13h30 - 13h55
Linear Fractional Approximations for Master Problems in Column Generation
In the context of large-scale linear programs solved by a column generation algorithm, we present a primal algorithm for handling the master problem. Successive approximations of the latter are created to converge to optimality. The main properties are that, for every approximation except the last one, the cost of the solution decreases whereas the sum of the variable values increases. Moreover, the minimum reduced cost of the variables also increases and converges to zero with a super-geometric growth rate.
13h55 - 14h20
Stabilization of Column Generation with the Primal-Dual Interior Point Method
Advantages of interior point methods (IPMs) applied in the context of column generation will be discussed. In particular, IPMs deliver
a natural stabilization to the column generation process and guarantee its fast convergence, measured with merely a few master iterations needed to localize the solution. New features of the approach such as the use of primal-dual regularization and efficient IPM warm starts will be discussed. Computational experience obtained with the Primal-Dual Column Generation Method (PDCGM) software:
will be reported. This is a joint work with Pablo Gonzalez-Brevis and Pedro Munari.
14h20 - 14h45
Interior point column generation for the dynamic vehicle allocation problem
Stabilization is an important issue in column generation (CG), especially for solving large-scale problems. The primal-dual column generation method (PDCGM) is a stabilized CG variant that relies on central dual solutions obtained by the primal-dual interior point algorithm. We apply the PDCGM to the Dynamic Vehicle Allocation Problem, which emerges as a crucial activity in Logistic operations.
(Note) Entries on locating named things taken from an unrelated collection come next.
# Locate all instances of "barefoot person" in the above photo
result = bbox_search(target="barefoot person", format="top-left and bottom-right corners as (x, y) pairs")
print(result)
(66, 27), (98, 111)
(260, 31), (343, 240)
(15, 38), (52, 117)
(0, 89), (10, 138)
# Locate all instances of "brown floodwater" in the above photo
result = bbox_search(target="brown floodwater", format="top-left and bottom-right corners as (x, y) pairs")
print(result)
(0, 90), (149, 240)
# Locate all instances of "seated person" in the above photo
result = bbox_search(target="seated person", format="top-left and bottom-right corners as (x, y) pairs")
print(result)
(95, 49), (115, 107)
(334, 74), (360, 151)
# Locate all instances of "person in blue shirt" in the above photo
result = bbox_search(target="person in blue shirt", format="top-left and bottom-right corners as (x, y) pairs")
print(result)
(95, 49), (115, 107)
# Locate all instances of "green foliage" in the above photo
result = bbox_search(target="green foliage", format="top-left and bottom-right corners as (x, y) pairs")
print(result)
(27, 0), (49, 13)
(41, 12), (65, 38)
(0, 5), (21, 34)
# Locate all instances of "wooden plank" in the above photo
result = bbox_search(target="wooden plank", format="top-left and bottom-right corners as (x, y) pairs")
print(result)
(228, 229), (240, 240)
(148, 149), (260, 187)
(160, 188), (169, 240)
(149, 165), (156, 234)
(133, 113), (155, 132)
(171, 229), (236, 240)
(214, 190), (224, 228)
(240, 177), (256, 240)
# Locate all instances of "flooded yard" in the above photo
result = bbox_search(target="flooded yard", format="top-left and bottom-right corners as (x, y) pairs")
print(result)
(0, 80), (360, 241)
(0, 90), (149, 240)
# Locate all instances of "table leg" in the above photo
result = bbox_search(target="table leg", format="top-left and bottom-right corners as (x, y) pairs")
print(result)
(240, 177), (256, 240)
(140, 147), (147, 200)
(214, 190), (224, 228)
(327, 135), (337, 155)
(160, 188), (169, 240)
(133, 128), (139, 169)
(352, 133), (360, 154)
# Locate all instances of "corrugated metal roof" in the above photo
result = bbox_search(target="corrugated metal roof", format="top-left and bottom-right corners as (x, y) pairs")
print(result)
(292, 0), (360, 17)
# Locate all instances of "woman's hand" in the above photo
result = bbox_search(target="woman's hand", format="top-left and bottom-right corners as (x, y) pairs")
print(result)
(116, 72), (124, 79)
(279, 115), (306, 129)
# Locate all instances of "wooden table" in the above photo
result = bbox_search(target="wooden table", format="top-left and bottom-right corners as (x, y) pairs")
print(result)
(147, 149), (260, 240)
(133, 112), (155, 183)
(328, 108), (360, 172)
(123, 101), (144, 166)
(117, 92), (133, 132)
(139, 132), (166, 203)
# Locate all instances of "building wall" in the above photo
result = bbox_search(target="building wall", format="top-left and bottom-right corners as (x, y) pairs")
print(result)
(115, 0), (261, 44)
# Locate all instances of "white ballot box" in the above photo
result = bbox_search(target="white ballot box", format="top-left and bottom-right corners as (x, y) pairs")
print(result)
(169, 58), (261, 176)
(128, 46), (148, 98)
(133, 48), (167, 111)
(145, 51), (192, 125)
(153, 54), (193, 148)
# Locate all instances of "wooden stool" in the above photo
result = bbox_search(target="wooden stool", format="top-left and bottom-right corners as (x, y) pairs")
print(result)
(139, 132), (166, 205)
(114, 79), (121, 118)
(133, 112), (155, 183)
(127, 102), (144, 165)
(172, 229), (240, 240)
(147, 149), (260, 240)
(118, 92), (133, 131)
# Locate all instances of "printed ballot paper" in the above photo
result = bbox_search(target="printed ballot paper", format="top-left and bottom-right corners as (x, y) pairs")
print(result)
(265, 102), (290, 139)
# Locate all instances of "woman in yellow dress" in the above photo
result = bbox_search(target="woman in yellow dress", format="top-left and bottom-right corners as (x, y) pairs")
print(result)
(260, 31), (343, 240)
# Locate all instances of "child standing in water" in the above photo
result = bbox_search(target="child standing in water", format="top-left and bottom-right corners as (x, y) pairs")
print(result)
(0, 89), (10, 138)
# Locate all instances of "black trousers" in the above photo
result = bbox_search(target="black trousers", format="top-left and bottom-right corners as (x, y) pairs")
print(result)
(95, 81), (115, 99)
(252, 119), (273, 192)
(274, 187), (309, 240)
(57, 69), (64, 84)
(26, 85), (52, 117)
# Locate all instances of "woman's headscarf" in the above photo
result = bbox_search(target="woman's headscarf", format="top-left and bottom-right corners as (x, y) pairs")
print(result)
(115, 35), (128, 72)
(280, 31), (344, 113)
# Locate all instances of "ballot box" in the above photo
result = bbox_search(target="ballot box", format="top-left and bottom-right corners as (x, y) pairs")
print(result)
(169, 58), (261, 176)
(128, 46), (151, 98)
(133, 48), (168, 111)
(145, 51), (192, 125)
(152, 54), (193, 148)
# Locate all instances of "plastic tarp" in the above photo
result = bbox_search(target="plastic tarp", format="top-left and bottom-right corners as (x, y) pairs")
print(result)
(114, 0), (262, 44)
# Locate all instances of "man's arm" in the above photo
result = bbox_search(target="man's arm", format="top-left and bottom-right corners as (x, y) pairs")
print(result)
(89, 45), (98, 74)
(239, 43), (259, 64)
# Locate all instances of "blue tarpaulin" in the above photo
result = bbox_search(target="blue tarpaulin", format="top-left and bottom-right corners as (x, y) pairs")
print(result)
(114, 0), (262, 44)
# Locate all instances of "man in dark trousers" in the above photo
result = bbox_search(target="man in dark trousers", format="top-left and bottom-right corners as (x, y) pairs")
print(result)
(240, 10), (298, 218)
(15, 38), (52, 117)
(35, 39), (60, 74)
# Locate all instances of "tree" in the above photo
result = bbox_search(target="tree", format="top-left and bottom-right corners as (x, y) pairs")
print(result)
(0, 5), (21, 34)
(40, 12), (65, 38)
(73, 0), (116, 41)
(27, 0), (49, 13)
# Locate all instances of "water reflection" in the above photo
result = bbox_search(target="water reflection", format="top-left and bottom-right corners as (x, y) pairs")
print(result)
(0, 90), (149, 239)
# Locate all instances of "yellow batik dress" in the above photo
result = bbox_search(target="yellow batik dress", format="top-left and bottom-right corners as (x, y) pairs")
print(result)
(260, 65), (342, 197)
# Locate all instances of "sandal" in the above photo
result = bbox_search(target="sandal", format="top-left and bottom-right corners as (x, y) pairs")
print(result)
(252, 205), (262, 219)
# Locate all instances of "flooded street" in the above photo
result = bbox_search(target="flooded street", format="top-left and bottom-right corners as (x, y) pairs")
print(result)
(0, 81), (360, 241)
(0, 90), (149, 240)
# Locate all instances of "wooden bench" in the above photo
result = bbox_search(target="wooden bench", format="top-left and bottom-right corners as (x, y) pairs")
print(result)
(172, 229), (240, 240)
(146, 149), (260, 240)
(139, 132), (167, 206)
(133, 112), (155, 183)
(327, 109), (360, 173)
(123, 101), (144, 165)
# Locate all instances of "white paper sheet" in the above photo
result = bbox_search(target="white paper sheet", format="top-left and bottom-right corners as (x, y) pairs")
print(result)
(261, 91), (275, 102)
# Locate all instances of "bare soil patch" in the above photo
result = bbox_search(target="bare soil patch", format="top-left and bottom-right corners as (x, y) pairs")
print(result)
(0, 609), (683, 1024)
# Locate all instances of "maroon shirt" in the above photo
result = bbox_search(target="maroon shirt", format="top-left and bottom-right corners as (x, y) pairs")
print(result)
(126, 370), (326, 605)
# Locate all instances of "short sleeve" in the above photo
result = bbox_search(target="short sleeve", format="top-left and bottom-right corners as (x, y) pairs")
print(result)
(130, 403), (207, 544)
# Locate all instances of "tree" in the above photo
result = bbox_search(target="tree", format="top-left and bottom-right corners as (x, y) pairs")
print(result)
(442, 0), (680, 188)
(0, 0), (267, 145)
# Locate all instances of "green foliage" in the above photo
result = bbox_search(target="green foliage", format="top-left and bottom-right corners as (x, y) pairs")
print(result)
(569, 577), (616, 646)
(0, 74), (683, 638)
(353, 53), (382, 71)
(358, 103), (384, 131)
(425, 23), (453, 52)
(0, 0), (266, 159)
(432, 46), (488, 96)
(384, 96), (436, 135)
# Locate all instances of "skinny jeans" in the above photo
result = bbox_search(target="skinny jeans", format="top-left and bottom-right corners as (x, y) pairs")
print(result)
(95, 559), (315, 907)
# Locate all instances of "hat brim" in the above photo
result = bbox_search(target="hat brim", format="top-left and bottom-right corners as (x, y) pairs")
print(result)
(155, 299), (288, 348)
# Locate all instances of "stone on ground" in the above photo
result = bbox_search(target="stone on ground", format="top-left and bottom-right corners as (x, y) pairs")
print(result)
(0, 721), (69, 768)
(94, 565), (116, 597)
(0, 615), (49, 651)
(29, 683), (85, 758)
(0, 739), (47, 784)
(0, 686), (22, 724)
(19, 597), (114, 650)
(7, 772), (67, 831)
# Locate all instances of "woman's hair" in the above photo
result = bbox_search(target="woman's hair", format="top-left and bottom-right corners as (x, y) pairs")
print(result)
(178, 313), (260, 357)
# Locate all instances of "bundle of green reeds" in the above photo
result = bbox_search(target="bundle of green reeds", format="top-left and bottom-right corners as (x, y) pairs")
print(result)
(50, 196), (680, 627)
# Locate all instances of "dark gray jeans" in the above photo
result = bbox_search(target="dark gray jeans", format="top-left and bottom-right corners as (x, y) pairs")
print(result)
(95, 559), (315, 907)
Computational experiments using real-life data provided by a transportation company that operates in Brazil show that this approach allows us to quickly solve large-scale problems that cannot be solved in practical times by the standard CG neither by a general-purpose MIP solver.
14h45 - 15h10
An improved Branch-Cut-and-Price algorithm for the heterogeneous vehicle routing problem
This work proposes a Branch-Cut-and-Price algorithm that adapts for the HVRP several state-of-the-art techniques known to be efficient for homogeneous routing problems : bi-directional ng-path based labeling algorithm to solve the pricing subproblems, generation of limited arc memory rank-1 cuts with up to 5 rows, reduced cost fixing of arc variables, enumeration of elementary routes, automatic dual price smoothing stabilization, and multi-phase strong branching with pseudo-costs. The proposed labeling and fixing algorithms can handle efficiently instances with both discrete and continuous demands. To improve the master problem relaxation, we may additionally generate cuts over a pseudo-polynomial extended formulation. We computationally show that these cuts, even in the presence of rank-1 cuts, are important for solving difficult instances of the problem. Other contributions include pricing subproblem dependent memory for rank-1 cuts, and the concept of « enumerated mode » for pricing subproblems. The proposed algorithm was tested on standard sets of instances, including multi-depot and site-dependent variants. The dimension of instances that can solved to optimality was doubled in comparison with the state-of-the-art algorithm by Baldacci and Mingozzi (2009). Several best-known solutions were improved.